Rising crude oil prices and demand for chemicals used in plastics more than offset the losses from refining, as they reported their main first-quarter results for the U.S. on Friday.

Exxon Mobil Corp. and Chevron Corp. they generated the freest cash flow in more than a year as economies around the world came out of closure and increased energy demand.

Crude oil prices and demand for chemicals used in plastics more than offset losses from oil refining, as the first quarter results of U.S. explorers were revealed on Friday.

Despite living up to Wall Street’s earnings expectations, Chevron shares fell 2.4% after disappointing investors who anticipated a revival of share buybacks. Although Exxon’s deep refining losses were reduced by chemical profits, inventories declined 1.7%.

All super-majors are making money again after recovering 30% of crude to more than $ 65 a barrel, driven by rising energy demand as economies emerge from the pandemic and OPEC maintains the line of large increases in supply. BP Plc, Royal Dutch Shell Plc and Total SE preceded their US counterparts with greater profits than expected.

Exxon’s free cash flow of approximately $ 6 billion was more than enough to cover its huge dividend, the first time the oil giant has been able to do so since the end of 2018. Chevron recorded $ 3.4 billion in first-quarter cash flows, enough to fund its recent dividend increase, which is a closely monitored metric for large oil companies.

For both companies, a key factor in the increases in cash flow was the sharp reduction in spending, as less risky efforts, such as the drilling of slates, were favored in the face of more expensive megaprojects. Exxon cut capital spending by more than half, while Chevron’s fell 43 percent from a year ago. It also has no plans to increase spending in light of higher oil prices, a signal the discipline maintains for now.

Exxon gained 64 cents a share in the first quarter, surpassing analysts ’average estimate of 61 cents in a Bloomberg poll. The oil giant’s exploration and drilling division boosted most of the gains, but it also received a substantial tailwind from rising chemical prices that helped offset losses suffered during the deadly storm of February in Texas.

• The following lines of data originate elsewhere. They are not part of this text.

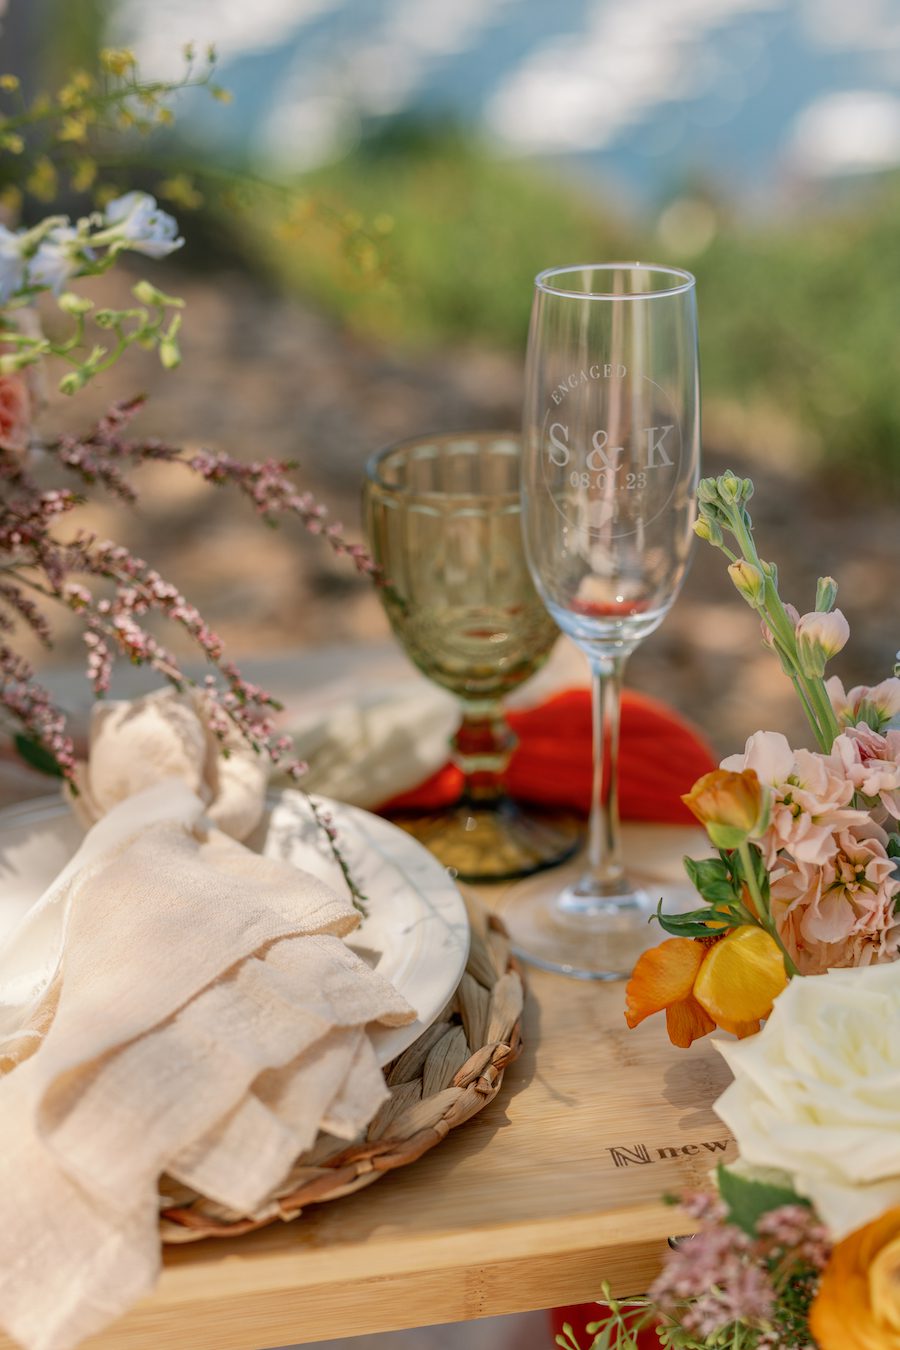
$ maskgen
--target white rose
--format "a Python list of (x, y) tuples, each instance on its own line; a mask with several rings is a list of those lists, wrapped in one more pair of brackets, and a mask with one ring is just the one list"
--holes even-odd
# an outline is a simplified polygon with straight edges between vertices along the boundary
[(757, 1036), (716, 1047), (745, 1163), (786, 1172), (835, 1239), (900, 1205), (900, 965), (797, 977)]

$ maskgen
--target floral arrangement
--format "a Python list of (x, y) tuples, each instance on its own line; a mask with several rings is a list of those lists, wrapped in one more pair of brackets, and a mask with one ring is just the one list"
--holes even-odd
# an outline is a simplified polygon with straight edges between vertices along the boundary
[[(121, 658), (191, 690), (194, 682), (148, 626), (153, 616), (162, 616), (189, 635), (209, 664), (210, 673), (192, 697), (202, 701), (226, 753), (237, 735), (292, 778), (304, 771), (290, 740), (276, 728), (279, 705), (226, 659), (221, 639), (178, 589), (121, 545), (84, 531), (66, 533), (67, 515), (87, 493), (98, 489), (130, 504), (136, 500), (132, 471), (163, 461), (173, 471), (236, 489), (268, 524), (298, 517), (361, 572), (375, 571), (365, 551), (327, 521), (325, 508), (292, 482), (291, 464), (243, 462), (132, 439), (128, 428), (140, 398), (116, 404), (81, 434), (51, 440), (41, 434), (43, 390), (53, 366), (60, 369), (60, 391), (74, 396), (135, 345), (155, 350), (166, 369), (180, 361), (184, 302), (178, 296), (141, 279), (131, 288), (133, 303), (111, 309), (80, 293), (78, 282), (109, 271), (125, 253), (156, 260), (184, 243), (175, 219), (152, 196), (98, 181), (90, 139), (169, 123), (172, 96), (190, 85), (208, 86), (224, 97), (212, 82), (212, 50), (199, 67), (191, 49), (185, 59), (182, 79), (146, 82), (130, 52), (105, 51), (98, 76), (77, 72), (54, 97), (41, 96), (30, 105), (19, 94), (17, 78), (0, 75), (0, 101), (10, 105), (0, 114), (0, 146), (21, 165), (21, 187), (8, 185), (0, 196), (7, 222), (0, 223), (0, 715), (17, 729), (20, 753), (70, 785), (75, 750), (65, 717), (17, 649), (23, 630), (52, 644), (54, 605), (77, 614), (83, 624), (87, 676), (97, 696), (108, 691), (113, 664)], [(93, 194), (94, 209), (74, 220), (54, 213), (17, 224), (28, 198), (52, 197), (63, 174), (70, 193)], [(312, 809), (356, 894), (330, 820), (315, 805)]]
[(818, 748), (757, 732), (684, 798), (715, 849), (685, 859), (703, 906), (659, 914), (671, 936), (639, 958), (625, 1015), (664, 1011), (677, 1046), (738, 1038), (716, 1042), (734, 1081), (715, 1110), (740, 1157), (716, 1197), (681, 1200), (698, 1231), (646, 1299), (608, 1303), (594, 1350), (650, 1329), (678, 1350), (900, 1350), (900, 679), (825, 678), (849, 637), (836, 584), (803, 615), (782, 601), (752, 493), (705, 479), (695, 529), (729, 559)]

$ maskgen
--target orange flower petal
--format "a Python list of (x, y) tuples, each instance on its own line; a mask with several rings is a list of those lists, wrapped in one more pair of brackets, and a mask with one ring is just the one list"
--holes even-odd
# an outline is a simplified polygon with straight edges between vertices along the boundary
[(768, 1017), (773, 999), (786, 985), (784, 960), (775, 939), (765, 929), (745, 924), (709, 948), (694, 984), (694, 997), (728, 1031), (737, 1023)]
[(900, 1350), (900, 1209), (839, 1242), (809, 1325), (820, 1350)]
[(690, 998), (705, 955), (706, 948), (693, 938), (668, 938), (642, 952), (625, 987), (628, 1025), (636, 1027), (652, 1013)]
[(724, 1017), (719, 1019), (719, 1026), (723, 1031), (730, 1031), (732, 1036), (737, 1036), (739, 1041), (745, 1040), (748, 1036), (755, 1036), (759, 1031), (759, 1022), (730, 1022)]
[(666, 1031), (669, 1033), (669, 1040), (682, 1050), (686, 1050), (694, 1041), (699, 1040), (701, 1036), (708, 1036), (715, 1029), (715, 1022), (693, 996), (682, 999), (679, 1003), (672, 1003), (666, 1008)]

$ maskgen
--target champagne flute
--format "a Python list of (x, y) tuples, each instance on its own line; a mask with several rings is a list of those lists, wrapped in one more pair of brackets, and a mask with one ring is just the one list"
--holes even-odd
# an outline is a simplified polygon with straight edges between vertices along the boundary
[(519, 481), (519, 437), (473, 432), (381, 451), (363, 493), (391, 627), (423, 674), (456, 695), (462, 714), (449, 747), (462, 771), (460, 800), (391, 819), (463, 881), (553, 866), (582, 837), (573, 815), (513, 802), (503, 786), (516, 742), (502, 699), (559, 637), (525, 561)]
[(503, 914), (520, 955), (593, 979), (628, 975), (656, 940), (659, 892), (632, 884), (617, 803), (629, 654), (687, 571), (699, 474), (694, 278), (639, 263), (564, 267), (535, 283), (522, 528), (538, 593), (587, 654), (594, 791), (583, 874), (548, 898), (516, 887)]

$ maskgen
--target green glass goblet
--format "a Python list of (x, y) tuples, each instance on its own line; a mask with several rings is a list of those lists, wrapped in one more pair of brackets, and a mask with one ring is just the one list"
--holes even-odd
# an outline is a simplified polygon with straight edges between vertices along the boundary
[(582, 833), (574, 816), (513, 802), (503, 786), (516, 740), (502, 699), (559, 636), (525, 560), (519, 478), (519, 437), (498, 432), (406, 441), (366, 470), (366, 527), (391, 627), (462, 711), (451, 742), (460, 800), (392, 818), (463, 881), (551, 867)]

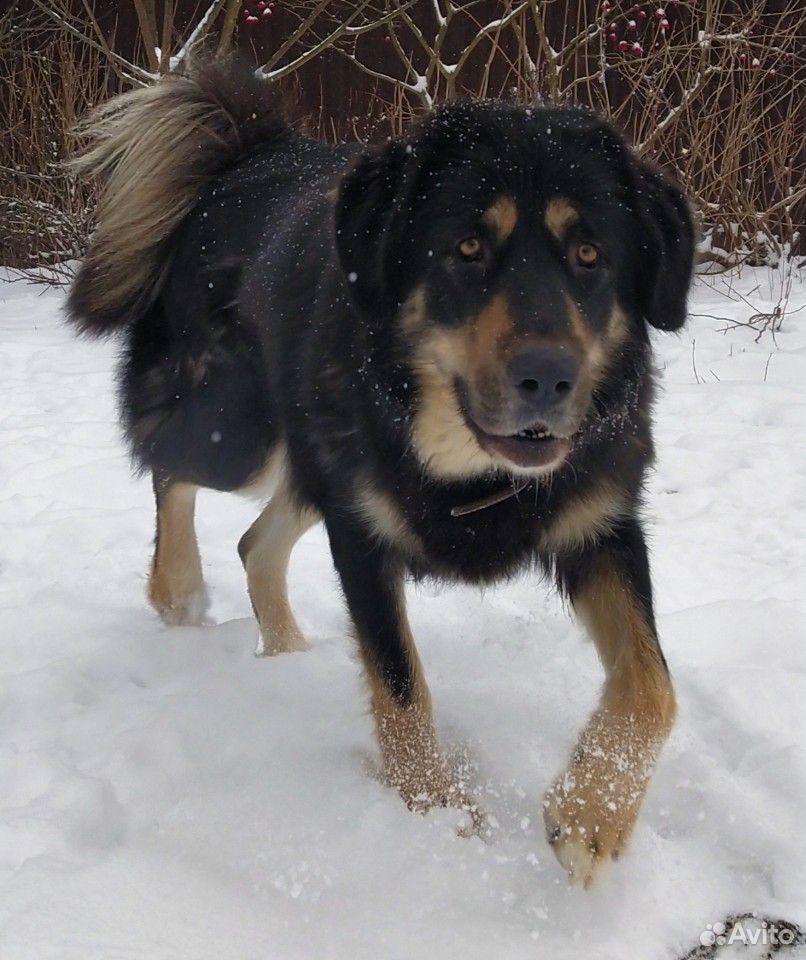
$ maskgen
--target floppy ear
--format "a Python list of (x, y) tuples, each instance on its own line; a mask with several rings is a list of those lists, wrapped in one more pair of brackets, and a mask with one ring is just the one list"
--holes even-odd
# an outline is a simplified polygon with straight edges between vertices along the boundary
[(683, 191), (660, 170), (637, 161), (640, 221), (638, 295), (644, 318), (659, 330), (679, 330), (694, 269), (695, 232)]
[(398, 140), (370, 150), (346, 174), (339, 191), (336, 249), (350, 295), (364, 312), (390, 306), (386, 264), (406, 158)]

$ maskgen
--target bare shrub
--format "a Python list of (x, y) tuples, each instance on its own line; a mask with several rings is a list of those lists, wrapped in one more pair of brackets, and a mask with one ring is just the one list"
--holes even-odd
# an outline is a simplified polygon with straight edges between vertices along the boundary
[(7, 132), (0, 139), (0, 263), (40, 265), (55, 276), (81, 255), (91, 228), (92, 186), (62, 161), (71, 130), (118, 89), (106, 56), (62, 30), (34, 21), (14, 31), (0, 21)]
[[(460, 94), (576, 102), (626, 130), (696, 198), (705, 261), (777, 263), (802, 249), (804, 19), (800, 0), (557, 5), (386, 0), (392, 58), (332, 43), (417, 114)], [(558, 16), (559, 14), (559, 16)]]
[(26, 2), (24, 26), (0, 18), (0, 262), (80, 253), (91, 197), (59, 167), (76, 116), (233, 43), (331, 139), (456, 96), (592, 106), (695, 198), (711, 269), (803, 251), (802, 0), (132, 0), (134, 36), (101, 28), (102, 0)]

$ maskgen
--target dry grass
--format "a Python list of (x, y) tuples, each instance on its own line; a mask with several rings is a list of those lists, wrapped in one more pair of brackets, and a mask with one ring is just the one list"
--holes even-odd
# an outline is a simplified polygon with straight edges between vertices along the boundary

Exxon’s shift from last year’s unprecedented loss chain will help restore investor faith in their ability to maintain and even grow S&P’s third-largest dividend, the cornerstone of the launch. of CEO Darren Woods on Wall Street. Unlike European rivals Shell and BP, Exxon did not cut payments last year, but the decision was costly: loans rose 44%, to nearly $ 68 billion. Exxon cut debt by about $ 4 billion this quarter.

Chevron earned a 90-cent adjusted earnings per share, according to a statement, which matches the average of analysts’ forecasts. Sector-wide results indicate that the worst could have gone through the double threat of global brutality and Covid-19 closures killing demand.

Amid the brighter prospects, significant challenges remain. Chevron’s U.S. refining network lost money for the third time in four quarters, while its overseas fuel manufacturing plants reduced crude processing by 16% to meet anemic fuel demand. transport.

The two companies cited the negative impacts of the deadly winter storm that hit Texas in mid-February.

Chevron wants to start buying shares, but declined to provide a deadline, reiterating the position announced in March.

“While we wait, we look forward to starting stock repurchases when we are confident that we can maintain a repurchase program for several years through the oil price cycle,” Chief Financial Officer Pierre Breber said in comments prepared by to a conference call with analysts later this morning.